You seem to be arguing about something entirely unrelated. GNU make, Portage, Nix, and rpmbuild also don’t provide tools to write, compile, or debug code.
> Can you do incorrect things in software development? Yes. Can you do incorrect things is containers? Yes. You're doing it wrong.
This is the argument by which every instance of undefined behavior in C or C++ is entirely the fault of the developer doing it wrong, and there is no need for better languages.
And yes, I understand Docker networking. I also understand TCP and UDP just fine, and I’ve worked on low level networking tools and even been paid to manage large networks. And I’ve contributed to, and helped review, Linux kernel namespace code.
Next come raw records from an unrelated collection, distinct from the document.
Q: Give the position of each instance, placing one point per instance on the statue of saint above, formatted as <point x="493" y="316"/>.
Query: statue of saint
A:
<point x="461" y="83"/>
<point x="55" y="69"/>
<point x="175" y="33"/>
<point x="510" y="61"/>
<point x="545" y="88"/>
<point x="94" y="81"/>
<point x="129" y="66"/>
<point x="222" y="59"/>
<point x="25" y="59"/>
I know quite well what’s going on under the hood, and I know why a Docker container has, internally, a port number associated with the port it exposes.
What I do not get is why that port number is part of the way you instantiate that container. The tooling should let me wire up a container’s “http” export to some consumer or to my local port 8000. The internal number should be an implementation detail.
It’s like how a program exposes a function “foo” and not a numerical entry in a symbol table. Users calling the function type “foo” and not “17”, even though the actual low-level effect is to call a number. (In a lot of widely used systems, including every native code object file format I’m aware of, the compiler literally emits a call to a numerical address along with instructions so the loader can fix up that address at load time. This is such a solved problem that most programmer, even agency assembly programmers, can completely ignore the fact that function calls actually go to more or less arbitrary numerical targets. But not Docker users — if you want to stick mysql in a container, you need to type in the port number used internally in that particular container.)
There are exceptions. BIOS calls were always by number, as are syscalls. These are because BIOS was constrained to be tiny, and syscalls need to work when literally nothing in the calling process is initialized. Docker has none of these excuses. It’s just a handy technology with quite poorly designed tooling, with nifty stuff built on top despite the poor tooling.